僕は三組の教室に入ると他の生徒はおらず、ただ外の景色を眺めている真琴の姿があった。
真琴は「やあ木葉。きっと戻ってくると思っていたよ。簡単さ。君の荷物が置き去りだったからね。もう授業は終わったよ。今更なんの用事があって戻ってきたのかな?」とこちらを向いて両手を広げながら言った。真琴の目はもう一年前の彼のそれとはまったく異なっていた。彼の瞳はの奥は漆黒に染められ、希望の光の一縷さえそこには見つけることが出来なかった。一体この世の何が彼を変えてしまったのだろうか。
「話をつけにきた。真琴や拓也、莉愛と僕、この四人はいつの間にか散り散りになってしまった。今ではもう修復不可能なほどに。でも、どうしてこんなにも距離が離れてしまったんだ?原因は分からないけれど、きっかけは真琴だった。真琴が暫く姿を消している間に僕らはバラバラになってしまった。何が真琴を変えて僕たちはバラバラになってしまったんだろうか。」と僕は言った。
すると真琴はメロスが走った速度よりも早いスピードで、それでいて鬼のような形相で彼の左手が僕の胸倉につかみ、もう片方の腕が僕の頬を殴りつけた。何度も何度も。殴りつけた時に発生した音は鈍く、重たくこの教室の中を響かせた。
「ふざけるな!変わったのはお前の方だ。お前は莉愛のことを自分だけの駒にしようとしてた!莉愛の気持ちがお前の方に向いていたのを良いことにだ!お前は莉愛を利用したんだ。知っていたんだろ?田村大地や高木轟や、中川樹里達が何をしていたか。お前と一緒に居た橘亜実は疫病神だ。橘は中学時代からいじめを受けていた。高校一年生から不登校だったのもその理由だ。橘は中川樹里の同級生の辻広香と同じ中学だった。そして広香は橘のことをいじめていた。自殺に追い込む程の傷はつけず、それでいて死ぬまではいかないが どこに向けたらいいか分からない苦痛を少しずつ、彼女に蓄積させていった。それは彼女の人格を根底から組み替えていったようだった。」
真琴は一度深呼吸をして僕と同じ目線で僕と向き合った。
「高校二年になってから橘はなぜか登校するようになった。当然同じクラスの辻広香からいじめが再開されるはずだった。しかし、それは実際そうならなかった。何故だかお前には分かるよな。お前の存在が橘を守ったからだ。しかしそれは同時にもう一つの意味を持つことになる。」
「分からない。」と僕は言った。
そうするとまたその重い拳が僕の顎あたりに炸裂した。僕にはもう抵抗する力が残っていなかった。

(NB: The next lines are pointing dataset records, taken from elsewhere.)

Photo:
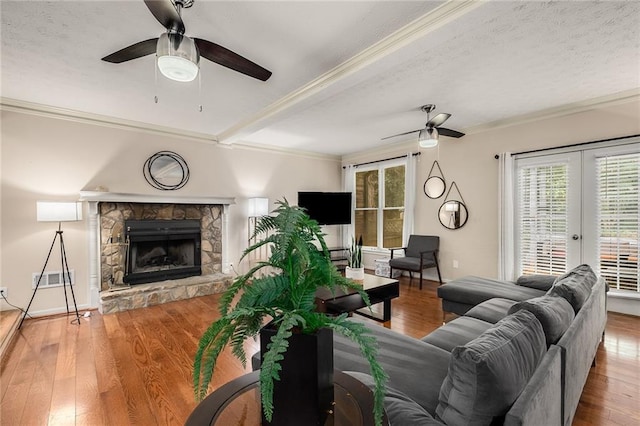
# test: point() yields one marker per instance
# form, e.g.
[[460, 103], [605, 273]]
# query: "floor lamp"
[[258, 207], [57, 212]]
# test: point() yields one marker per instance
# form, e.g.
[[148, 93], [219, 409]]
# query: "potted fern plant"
[[280, 306], [355, 270]]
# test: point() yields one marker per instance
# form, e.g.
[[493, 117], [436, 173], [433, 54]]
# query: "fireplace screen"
[[162, 249]]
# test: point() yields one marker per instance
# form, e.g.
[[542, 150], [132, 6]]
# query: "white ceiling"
[[345, 74]]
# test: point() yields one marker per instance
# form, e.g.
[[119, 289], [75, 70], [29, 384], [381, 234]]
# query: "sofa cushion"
[[458, 332], [400, 409], [492, 310], [414, 367], [554, 313], [575, 286], [472, 290], [539, 282], [487, 374]]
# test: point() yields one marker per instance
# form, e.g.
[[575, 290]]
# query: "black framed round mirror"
[[434, 187], [166, 170], [453, 214]]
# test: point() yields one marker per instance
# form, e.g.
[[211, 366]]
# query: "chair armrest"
[[435, 252], [396, 248]]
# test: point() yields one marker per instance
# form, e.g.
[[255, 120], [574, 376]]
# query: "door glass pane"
[[392, 228], [394, 188], [367, 226], [542, 198], [618, 219], [367, 189]]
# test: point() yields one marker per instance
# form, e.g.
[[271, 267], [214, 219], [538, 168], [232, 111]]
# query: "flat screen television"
[[328, 208]]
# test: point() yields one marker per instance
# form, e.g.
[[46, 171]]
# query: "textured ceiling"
[[344, 73]]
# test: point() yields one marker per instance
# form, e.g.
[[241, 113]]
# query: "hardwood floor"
[[135, 367]]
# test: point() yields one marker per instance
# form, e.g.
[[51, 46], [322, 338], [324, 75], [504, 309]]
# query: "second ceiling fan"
[[179, 55], [428, 136]]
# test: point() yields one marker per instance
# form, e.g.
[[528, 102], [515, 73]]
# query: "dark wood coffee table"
[[379, 289], [238, 403]]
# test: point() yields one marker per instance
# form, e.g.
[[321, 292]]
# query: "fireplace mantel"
[[116, 197], [94, 198]]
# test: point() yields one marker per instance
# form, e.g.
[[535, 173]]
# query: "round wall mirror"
[[434, 187], [453, 214], [166, 170]]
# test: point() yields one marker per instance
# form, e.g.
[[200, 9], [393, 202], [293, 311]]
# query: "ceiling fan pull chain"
[[200, 91], [155, 86]]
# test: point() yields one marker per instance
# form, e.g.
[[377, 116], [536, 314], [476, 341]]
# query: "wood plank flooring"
[[134, 368]]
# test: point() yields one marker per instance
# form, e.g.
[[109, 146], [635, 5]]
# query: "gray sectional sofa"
[[513, 359]]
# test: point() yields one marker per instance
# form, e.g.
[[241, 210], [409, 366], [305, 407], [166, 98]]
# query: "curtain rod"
[[569, 146], [384, 159]]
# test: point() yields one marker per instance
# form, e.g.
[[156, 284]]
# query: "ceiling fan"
[[428, 137], [179, 55]]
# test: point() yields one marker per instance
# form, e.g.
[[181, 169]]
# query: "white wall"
[[54, 159], [470, 162]]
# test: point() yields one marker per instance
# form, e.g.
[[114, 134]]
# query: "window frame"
[[380, 167]]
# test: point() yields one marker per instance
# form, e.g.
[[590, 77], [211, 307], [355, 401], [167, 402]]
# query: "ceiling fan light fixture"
[[428, 137], [177, 57]]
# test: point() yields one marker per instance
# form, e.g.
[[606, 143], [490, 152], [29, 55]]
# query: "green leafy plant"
[[355, 253], [300, 264]]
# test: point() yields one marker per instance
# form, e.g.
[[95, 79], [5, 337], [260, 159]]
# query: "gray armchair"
[[420, 253]]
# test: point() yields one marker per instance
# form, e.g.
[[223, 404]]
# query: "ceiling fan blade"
[[438, 120], [400, 134], [166, 12], [448, 132], [227, 58], [134, 51]]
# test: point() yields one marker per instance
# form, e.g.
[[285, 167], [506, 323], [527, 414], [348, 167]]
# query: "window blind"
[[543, 218], [618, 220]]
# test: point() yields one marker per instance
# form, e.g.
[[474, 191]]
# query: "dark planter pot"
[[304, 393]]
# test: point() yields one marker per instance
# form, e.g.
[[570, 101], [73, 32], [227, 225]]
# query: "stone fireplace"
[[149, 250], [161, 250]]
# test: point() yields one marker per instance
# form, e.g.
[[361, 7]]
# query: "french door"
[[580, 207]]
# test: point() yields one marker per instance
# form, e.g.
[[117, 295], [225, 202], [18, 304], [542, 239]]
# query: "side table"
[[238, 403]]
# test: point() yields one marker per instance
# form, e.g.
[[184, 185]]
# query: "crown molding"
[[441, 15], [49, 111], [560, 111]]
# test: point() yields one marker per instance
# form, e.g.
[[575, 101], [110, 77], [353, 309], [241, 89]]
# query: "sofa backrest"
[[540, 403], [579, 345], [487, 375]]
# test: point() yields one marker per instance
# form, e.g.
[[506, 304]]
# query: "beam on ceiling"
[[417, 29]]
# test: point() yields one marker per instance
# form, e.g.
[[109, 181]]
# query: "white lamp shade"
[[48, 211], [258, 207], [428, 137]]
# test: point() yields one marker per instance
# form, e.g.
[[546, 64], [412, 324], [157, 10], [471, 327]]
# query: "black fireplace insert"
[[162, 250]]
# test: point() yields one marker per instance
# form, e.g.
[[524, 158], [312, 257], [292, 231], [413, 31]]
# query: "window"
[[580, 207], [379, 207], [542, 219], [618, 216]]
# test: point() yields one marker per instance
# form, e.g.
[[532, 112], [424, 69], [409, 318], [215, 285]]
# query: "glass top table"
[[238, 403]]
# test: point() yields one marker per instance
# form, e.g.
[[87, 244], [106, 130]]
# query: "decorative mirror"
[[435, 185], [166, 170], [453, 214]]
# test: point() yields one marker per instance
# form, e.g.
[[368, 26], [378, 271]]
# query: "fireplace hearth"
[[162, 250]]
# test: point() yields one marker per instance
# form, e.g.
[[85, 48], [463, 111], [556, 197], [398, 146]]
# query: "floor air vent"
[[52, 279]]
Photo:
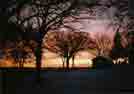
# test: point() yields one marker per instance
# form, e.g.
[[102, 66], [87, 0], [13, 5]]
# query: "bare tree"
[[66, 44], [103, 44]]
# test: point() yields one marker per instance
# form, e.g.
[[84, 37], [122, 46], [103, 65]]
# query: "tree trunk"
[[38, 54], [4, 84], [73, 57], [67, 62], [63, 63]]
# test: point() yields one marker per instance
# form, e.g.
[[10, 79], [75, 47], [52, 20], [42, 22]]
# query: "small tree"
[[66, 44], [103, 44]]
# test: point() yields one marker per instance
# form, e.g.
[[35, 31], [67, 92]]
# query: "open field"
[[88, 81]]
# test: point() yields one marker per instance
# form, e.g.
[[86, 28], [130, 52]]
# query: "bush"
[[102, 62]]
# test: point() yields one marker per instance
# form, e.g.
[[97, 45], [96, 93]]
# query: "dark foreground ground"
[[116, 80]]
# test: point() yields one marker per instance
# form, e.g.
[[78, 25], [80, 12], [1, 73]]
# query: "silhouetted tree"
[[66, 44], [103, 44]]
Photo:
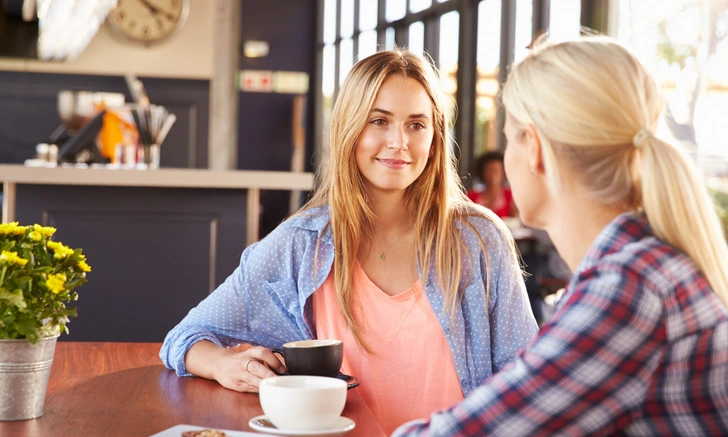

「お前は莉愛を裏切ったんだ。莉愛は今辻広香だけじゃなく、田村大地や中川樹里からもいじめを受けている。それはお前が途中で投げ出したからだ。僕たちが四人で一つになっていた頃、お前は、木葉は立派に僕たちを守っていた。そしてカーストという下らない仕組みに立ち向かっていた。だから僕たちは誰も傷つかなかったし、僕たちはありのままの僕たちのままで居られた。だけどお前は途中で投げ出した。投げ出した挙句、僕たちを地獄の底にたたきつけた。お前はくずだ。」
と吐き捨てるように僕の胸倉を離してどこかに行ってしまった。
僕はただその場で呆然としていた。僕たち四人が一つだったときはお互いが何を考えて何を求めているのか、手に取るように理解していた。
しかし、僕たちはいつの間にかそれぞれが道を間違えてしまったのだ。
あるいは真琴か、僕が道を間違えたのだ。僕が莉愛を裏切った覚えなんてないしそんなつもりもない。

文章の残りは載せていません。